We have a global program, called the Acumen followers program, and we see the hunger in young people and how this generation is changing. We just got 1200 applications from young people from 113 countries for just 10 spots. We are starting a regional program in India that we hope to rollout in the next 18 months, where we will bring in 20 extraordinary young leaders to start to get them involved in the space. It's a space that holds so much promise, and it's a space that really demands a kind of leadership that is building a hard edged hope; not one that just insists that the market should work, but one that can work between the markets and charity.
Q: Given the size of a market like India with its massive demographics, with its massive complexities, regional diversity and all that really constitutes India, are there enough funds of your kind out there or is much more needed to be done?
A: Much more is needed to be done and much more can be done. I want to see Acumen India grow and I would love to see other funds like Acumen grow with it. We need to build a whole eco-system. I believe there is an entire generation of young people who want to build a world that starts with the assumption that all of us are equal and that all of us deserve the opportunity to make changes in our lives.
We need to build better career tracks for them where they can stretch themselves, not just to do good, but to use the tools of business and combine them with all of the other tools of leadership to essentially stretch them to work on the most important and difficult issues of our time. I think that that's what this generation, wherever they are in the world, but I certainly meet them across India, are ready to stand and to lead and to move the world ahead.
Q: When I talk to a lot of global visitors like you, one of the standard questions asked is what the regulatory difficulties are that you face in India.

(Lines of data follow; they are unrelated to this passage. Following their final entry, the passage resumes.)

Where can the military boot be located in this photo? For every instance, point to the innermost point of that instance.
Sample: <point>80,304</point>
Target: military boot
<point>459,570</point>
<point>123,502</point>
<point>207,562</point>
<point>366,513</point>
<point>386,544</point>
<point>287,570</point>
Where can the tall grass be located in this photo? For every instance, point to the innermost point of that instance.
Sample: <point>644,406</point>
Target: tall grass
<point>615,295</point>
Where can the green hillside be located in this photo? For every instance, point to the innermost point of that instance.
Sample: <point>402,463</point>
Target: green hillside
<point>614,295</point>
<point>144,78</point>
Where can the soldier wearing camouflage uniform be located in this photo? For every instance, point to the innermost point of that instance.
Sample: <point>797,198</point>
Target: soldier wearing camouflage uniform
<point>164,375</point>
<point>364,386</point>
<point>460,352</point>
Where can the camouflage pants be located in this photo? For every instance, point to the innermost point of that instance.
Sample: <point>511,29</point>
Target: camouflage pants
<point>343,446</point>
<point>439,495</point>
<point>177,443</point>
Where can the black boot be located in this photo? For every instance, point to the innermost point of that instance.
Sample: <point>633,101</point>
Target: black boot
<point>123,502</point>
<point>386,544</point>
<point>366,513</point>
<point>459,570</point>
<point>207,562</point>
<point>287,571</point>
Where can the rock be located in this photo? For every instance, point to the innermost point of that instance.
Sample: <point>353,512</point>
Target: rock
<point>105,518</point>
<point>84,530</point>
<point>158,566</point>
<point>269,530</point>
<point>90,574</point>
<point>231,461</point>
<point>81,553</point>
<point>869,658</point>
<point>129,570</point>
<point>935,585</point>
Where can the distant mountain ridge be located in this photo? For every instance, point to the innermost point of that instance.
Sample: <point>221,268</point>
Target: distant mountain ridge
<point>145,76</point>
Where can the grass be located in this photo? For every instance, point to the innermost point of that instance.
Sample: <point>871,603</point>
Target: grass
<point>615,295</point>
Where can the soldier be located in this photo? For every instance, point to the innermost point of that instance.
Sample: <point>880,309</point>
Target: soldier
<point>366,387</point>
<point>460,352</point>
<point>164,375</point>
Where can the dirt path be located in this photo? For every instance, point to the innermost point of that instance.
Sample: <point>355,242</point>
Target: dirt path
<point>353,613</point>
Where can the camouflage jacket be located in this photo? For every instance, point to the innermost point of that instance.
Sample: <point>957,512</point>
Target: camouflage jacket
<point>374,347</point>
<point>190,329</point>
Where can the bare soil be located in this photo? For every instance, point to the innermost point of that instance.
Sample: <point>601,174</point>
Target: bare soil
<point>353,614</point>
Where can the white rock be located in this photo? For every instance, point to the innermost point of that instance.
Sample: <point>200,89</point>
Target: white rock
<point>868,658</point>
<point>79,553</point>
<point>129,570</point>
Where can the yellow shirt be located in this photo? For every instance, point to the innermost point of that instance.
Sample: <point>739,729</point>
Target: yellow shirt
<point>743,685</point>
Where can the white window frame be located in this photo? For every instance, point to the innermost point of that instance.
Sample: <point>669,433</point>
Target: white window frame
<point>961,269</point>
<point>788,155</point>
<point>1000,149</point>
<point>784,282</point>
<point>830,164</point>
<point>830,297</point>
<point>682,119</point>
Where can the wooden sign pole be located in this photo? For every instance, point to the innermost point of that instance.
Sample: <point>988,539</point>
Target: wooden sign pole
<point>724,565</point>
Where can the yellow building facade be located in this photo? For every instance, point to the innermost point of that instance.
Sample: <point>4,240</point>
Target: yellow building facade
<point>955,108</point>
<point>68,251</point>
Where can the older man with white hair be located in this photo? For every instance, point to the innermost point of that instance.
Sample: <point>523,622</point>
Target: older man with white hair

So my question to you is that within the space that you operate, are there any hurdles, government rules, regulations that really come in the way of the kind of work that you are doing?
A: The good news is that some of those regulations are easing. Because we work in a new area, it's been complicated to navigate some of the regulatory requirements, particularly on receiving donations. Since we receive donations and we invest in for-profit companies as well as non-profit it can be very confusing for regulations. But recently, some of the regulations have eased to allow us to raise philanthropy for not all of our activities but some of our activities.
I would like to see a whole new asset class whereby the Indian government recognizes the power of these kinds of venture funds and allows charity to be used for investing, provided that the charity that comes back is not given for private distribution, but is actually reinvested in more innovation. India is a laboratory for the world in terms of social innovation, in terms of low income people and I think that there is a whole new generation that would jump to that opportunity if we could release the pools of capital, but it has to come from the philanthropic sector.
Q: Not only are you a patient investor, but you are also the author of 'The Blue Sweater' - New York Times best seller?
A: I wrote 'The Blue Sweater' really as a memoir of this long 25 year journey that started from my own recognition as a young banker that we had to do more if we were going to reach low income people. That led me in the 80's to Rwanda, where I started the first micro-finance bank there, and that led me to see that markets and development were not in themselves going to solve problems of poverty.
That is why we started Acumen Fund. We are launching in India, which is really exciting. I have such incredible admiration for Rohini Nilekani, she has written the foreword to the book, and it's been real gift to me because it's allowed me to meet young people around the world and who've read it.